La suprématie du Mal

Tahar Ben Jelloun.

ChroniqueJe ne fais le procès de personne. Tout me dépasse et mes mots ont du mal à sortir, ont du mal à se dégager du deuil et des émotions pour dire quelque chose, n’importe quoi, mais aligner des mots, peut-être même qu’ils finiraient par devenir un poème. Un poème de malheur, tant les souffrances sont immenses et profondes.

Le 22/04/2024 à 11h00

Ni chiffres ni statistiques. Le nombre des enfants tués par les bombardements israéliens est énorme. Mais, dans une vie normale, il suffit de la mort d’un enfant, un seul enfant, pour que notre cœur, notre âme et tout notre être soient saccagés. Inconsolables. Pas de chiffres. Mais l’ombre de tant d’enfants sous les décombres. Enterrés vivants. L’ombre, la nuit, le silence. Le ciel, vide.

On jette des chiffres dans des débats comme si cela allait émouvoir ou arracher quelques larmes aux participants.

Un ancien officier de l’armée française a comparé l’autre jour le nombre de morts à Gaza à celui d’Hiroshima. Évoquer la tragédie nipponne du 6 août 1945 n’a fait réagir personne. En fait, plus le nombre est gros, plus les réactions se font rares et acceptent ce qui est intolérable. Telle est la guerre. Mais celle-ci se fait à armes inégales.

Je ne fais le procès de personne. Tout me dépasse et mes mots ont du mal à sortir, ont du mal à se dégager du deuil et des émotions pour dire quelque chose, n’importe quoi, mais aligner des mots, peut-être même qu’ils finiraient par devenir un poème. Un poème de malheur, tant les souffrances sont immenses et profondes. La poésie a pour but de sauver le monde. Mais les hommes ne sont pas d’accord.

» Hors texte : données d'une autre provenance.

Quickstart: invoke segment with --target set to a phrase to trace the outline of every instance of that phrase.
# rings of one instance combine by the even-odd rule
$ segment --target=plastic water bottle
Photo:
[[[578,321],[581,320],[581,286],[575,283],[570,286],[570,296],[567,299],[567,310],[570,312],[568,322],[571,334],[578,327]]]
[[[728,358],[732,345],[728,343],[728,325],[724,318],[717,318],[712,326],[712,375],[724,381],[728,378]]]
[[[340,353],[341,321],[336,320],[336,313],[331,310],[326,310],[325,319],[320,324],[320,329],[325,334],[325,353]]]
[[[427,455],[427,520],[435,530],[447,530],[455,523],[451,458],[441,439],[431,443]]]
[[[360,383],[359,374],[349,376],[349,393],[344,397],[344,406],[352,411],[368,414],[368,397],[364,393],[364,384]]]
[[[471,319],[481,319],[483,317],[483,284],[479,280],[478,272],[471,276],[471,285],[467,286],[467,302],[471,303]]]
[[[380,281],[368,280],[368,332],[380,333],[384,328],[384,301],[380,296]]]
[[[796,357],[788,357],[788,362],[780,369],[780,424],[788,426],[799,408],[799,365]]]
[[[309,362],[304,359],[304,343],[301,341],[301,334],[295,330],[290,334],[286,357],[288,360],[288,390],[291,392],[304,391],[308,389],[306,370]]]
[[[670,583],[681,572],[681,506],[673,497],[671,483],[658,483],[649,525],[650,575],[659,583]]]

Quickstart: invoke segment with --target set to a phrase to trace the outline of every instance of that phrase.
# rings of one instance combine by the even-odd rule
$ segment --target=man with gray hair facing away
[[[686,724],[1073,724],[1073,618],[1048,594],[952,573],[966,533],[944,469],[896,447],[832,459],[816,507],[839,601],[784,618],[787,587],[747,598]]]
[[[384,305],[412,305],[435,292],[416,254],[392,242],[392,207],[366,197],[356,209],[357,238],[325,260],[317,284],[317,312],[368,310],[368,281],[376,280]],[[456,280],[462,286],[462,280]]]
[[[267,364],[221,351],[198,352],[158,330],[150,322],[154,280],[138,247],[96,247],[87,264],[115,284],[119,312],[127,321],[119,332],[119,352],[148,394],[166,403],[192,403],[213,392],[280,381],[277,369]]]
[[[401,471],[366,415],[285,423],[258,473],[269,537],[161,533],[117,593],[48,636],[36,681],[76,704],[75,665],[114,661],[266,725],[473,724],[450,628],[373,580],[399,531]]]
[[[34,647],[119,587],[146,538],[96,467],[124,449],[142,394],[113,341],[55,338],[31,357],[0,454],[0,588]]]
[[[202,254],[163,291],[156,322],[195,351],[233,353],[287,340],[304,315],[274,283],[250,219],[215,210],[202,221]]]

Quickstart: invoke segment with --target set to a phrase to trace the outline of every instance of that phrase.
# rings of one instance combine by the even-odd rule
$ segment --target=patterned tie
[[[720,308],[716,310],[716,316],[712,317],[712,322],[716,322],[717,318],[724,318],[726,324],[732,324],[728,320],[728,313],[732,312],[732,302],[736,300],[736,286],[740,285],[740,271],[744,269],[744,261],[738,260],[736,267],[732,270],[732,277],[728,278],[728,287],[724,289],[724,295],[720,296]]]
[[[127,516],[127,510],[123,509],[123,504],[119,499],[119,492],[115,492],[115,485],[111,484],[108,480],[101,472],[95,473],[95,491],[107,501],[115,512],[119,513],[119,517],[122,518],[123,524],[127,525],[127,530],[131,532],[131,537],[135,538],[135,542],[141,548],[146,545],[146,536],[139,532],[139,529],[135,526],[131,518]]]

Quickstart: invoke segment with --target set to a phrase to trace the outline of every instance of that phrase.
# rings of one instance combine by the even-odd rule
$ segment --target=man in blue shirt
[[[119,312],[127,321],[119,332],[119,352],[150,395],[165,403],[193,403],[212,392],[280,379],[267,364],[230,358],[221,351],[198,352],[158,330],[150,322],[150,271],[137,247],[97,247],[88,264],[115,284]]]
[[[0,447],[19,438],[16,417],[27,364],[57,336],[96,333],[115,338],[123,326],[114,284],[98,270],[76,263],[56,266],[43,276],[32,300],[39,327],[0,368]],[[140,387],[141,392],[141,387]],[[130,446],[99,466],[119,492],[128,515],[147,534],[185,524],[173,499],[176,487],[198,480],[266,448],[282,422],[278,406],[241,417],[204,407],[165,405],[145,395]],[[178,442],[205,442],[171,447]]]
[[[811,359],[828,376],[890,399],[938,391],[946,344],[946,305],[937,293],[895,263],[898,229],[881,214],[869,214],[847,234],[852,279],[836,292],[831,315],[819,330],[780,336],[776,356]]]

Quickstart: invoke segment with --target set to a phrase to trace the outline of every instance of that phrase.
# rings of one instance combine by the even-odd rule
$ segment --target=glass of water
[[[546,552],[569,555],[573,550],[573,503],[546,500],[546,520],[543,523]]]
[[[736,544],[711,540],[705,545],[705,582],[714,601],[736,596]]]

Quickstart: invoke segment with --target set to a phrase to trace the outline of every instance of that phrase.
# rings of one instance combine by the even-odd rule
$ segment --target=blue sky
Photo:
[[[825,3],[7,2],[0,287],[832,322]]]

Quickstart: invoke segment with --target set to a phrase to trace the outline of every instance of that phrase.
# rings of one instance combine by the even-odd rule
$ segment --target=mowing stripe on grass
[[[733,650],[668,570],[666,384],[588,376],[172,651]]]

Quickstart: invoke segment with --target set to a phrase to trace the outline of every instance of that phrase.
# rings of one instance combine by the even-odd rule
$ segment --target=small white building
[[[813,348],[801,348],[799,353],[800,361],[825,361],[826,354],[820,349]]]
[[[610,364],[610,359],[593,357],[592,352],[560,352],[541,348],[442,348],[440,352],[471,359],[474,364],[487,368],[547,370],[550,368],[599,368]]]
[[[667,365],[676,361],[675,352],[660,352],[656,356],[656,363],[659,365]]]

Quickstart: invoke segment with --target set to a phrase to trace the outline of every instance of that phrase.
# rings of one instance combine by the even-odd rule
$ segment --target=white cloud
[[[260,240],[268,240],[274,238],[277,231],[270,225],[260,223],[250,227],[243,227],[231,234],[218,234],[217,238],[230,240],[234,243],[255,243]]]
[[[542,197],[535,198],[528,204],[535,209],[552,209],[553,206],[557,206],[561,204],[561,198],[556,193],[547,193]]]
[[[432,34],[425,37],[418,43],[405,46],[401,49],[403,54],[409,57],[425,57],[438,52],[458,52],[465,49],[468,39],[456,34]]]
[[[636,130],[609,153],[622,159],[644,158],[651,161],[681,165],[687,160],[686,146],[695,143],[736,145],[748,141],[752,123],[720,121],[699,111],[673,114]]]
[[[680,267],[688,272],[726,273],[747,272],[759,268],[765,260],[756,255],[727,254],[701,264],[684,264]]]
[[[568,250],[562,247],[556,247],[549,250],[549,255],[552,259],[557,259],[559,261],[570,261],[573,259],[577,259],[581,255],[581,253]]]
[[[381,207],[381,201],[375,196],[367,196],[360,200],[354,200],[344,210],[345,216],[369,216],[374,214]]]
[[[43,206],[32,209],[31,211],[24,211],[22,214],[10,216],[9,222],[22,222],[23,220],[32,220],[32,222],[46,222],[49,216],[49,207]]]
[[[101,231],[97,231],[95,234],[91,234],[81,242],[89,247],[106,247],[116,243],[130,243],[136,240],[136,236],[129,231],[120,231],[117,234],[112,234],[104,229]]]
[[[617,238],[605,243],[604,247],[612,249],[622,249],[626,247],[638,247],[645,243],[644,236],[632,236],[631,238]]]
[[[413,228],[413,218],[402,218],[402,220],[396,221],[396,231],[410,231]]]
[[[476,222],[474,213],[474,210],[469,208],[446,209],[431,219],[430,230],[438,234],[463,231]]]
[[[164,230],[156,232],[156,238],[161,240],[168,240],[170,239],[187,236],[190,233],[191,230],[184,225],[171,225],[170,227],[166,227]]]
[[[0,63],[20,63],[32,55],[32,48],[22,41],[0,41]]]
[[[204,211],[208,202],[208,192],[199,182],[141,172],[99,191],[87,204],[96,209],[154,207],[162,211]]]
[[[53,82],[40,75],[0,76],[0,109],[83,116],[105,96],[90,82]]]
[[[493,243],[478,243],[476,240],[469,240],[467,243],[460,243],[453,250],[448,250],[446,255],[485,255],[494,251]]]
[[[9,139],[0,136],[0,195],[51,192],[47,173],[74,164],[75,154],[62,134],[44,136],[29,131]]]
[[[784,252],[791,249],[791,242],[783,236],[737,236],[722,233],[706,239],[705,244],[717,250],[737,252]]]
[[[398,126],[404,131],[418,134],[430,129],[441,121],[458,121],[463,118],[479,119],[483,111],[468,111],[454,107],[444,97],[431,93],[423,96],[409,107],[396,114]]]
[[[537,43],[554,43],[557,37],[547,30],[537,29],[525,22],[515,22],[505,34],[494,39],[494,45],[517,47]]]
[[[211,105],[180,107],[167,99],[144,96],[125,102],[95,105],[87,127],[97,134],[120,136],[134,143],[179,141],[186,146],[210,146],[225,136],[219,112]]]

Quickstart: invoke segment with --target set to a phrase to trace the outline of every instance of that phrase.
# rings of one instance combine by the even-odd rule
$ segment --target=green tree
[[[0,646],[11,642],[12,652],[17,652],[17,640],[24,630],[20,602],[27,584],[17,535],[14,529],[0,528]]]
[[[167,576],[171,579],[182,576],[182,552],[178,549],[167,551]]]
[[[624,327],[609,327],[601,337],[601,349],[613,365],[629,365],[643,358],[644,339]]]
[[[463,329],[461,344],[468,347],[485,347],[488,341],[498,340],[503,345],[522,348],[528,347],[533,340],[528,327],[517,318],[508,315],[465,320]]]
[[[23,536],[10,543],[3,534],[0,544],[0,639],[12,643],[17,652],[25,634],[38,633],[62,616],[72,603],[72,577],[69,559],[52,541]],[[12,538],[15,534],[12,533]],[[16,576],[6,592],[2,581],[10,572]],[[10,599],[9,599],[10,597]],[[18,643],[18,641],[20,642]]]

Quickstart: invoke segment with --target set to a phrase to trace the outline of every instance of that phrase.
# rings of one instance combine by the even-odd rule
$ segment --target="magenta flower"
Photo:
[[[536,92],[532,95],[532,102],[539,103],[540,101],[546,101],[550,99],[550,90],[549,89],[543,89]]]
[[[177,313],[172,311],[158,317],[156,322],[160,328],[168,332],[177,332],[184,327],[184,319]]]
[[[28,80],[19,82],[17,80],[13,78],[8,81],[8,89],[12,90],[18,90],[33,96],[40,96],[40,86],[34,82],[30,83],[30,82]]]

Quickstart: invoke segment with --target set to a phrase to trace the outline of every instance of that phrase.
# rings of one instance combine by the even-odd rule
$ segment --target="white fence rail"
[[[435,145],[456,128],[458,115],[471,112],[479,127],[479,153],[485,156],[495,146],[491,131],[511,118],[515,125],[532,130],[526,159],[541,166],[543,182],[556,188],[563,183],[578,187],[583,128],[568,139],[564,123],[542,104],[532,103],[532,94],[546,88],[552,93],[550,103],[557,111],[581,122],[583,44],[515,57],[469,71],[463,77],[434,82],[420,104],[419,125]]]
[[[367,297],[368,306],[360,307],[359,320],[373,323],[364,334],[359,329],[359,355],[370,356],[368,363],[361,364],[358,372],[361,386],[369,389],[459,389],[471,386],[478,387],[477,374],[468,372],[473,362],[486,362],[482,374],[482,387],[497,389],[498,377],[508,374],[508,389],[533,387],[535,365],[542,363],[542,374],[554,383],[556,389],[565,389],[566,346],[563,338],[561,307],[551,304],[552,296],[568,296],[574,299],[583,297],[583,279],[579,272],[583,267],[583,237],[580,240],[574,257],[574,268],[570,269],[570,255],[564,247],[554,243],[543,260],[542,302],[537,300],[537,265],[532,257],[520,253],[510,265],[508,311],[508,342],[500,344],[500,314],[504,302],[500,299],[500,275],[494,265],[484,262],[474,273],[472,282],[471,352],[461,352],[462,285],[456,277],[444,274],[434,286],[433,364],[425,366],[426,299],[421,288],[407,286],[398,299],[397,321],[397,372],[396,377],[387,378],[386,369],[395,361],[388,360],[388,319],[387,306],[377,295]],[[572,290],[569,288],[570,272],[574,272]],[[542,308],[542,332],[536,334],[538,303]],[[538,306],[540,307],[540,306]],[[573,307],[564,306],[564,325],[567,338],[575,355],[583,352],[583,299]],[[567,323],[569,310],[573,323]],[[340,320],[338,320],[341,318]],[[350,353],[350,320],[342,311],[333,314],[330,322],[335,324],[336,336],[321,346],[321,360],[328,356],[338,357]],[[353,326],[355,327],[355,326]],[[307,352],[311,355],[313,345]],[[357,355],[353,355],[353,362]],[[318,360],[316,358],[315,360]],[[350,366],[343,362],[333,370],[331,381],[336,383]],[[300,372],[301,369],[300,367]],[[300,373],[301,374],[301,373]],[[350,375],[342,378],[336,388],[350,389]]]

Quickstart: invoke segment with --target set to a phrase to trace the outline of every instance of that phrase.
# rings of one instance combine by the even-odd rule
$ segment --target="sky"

Tant de mères éplorées, devenues ou plutôt rendues folles d’avoir tout perdu, la maison, le mari et les enfants. La raison aussi. Restent les pierres et les décombres où elles cherchent un objet, un signe de vie, la vie d’avant, une paire de baskets ou un cartable d’écolier. Il y a une paire de lunettes aux verres cassés, dessinant une étoile. C’est celle du grand-père qui n’a pas pu courir pour éviter les bombes.

De la poussière épaisse et de la cendre. Le ciel s’est confondu avec les pierres brisées, tombées sur ceux qui dormaient. Le chat a survécu. Il est triste. Il tourne en rond.

Et puis, il y a les images. Il vaut mieux ne pas les voir. D’autant plus qu’on peut les falsifier, comme si l’horreur à elle seule n’était pas assez parlante. Pas d’images, mais notre imagination, notre sensibilité, notre humanité prises de panique.

Savez-vous que nous sommes en train de perdre un peu plus de notre humanité, ce qui fait de nous une personne aux bords déchiquetés, consciente de ce qui arrive et qui console l’homme veuf, la mère éplorée, le fils soudain sans fratrie, orphelin?

De plus en plus de peuples choisissent des dirigeants forts, violents, apprentis dictateurs. La démocratie peut accoucher d’une aberration électorale.

Quelqu’un se demandait l’autre jour «pourquoi tant de haine contre l’Occident?»

Parce qu’il a été complice de tant de douleurs et d’injustices.

La Méditerranée reste ouverte, de nuit de préférence, pour permettre aux clandestins de la traverser et d’y mourir noyés. Parmi eux, il y a aussi des enfants. On me dit qu’ils sont plus de trente mille morts en Méditerranée depuis l’an 2000.

La guerre n’est plus mondiale. Elle est par-ci, par-là. Le Yémen, la Libye, le Sud Liban, la Syrie, l’Irak, tout le Proche-Orient ou presque. Et le Soudan, déchiré entre deux chefs, sombre dans la famine.

L’Occident vit en paix. De temps en temps, le terrorisme frappe une ville, une foule. Mais cette paix est précaire. La démocratie est une valeur qui n’est jamais acquise de manière définitive. Elle est malade en ce moment. Elle est menacée. Puis les enfants, les morts et les vivants, n’y croient plus.

Le Mal a pris ses quartiers. Il s’est installé pour une période plus ou moins longue.

La barbarie a imposé la haine, la peur et la vengeance sans limites, sans pitié. Nous en sommes là. Tant de blessures se mettent en travers du chemin vers la paix.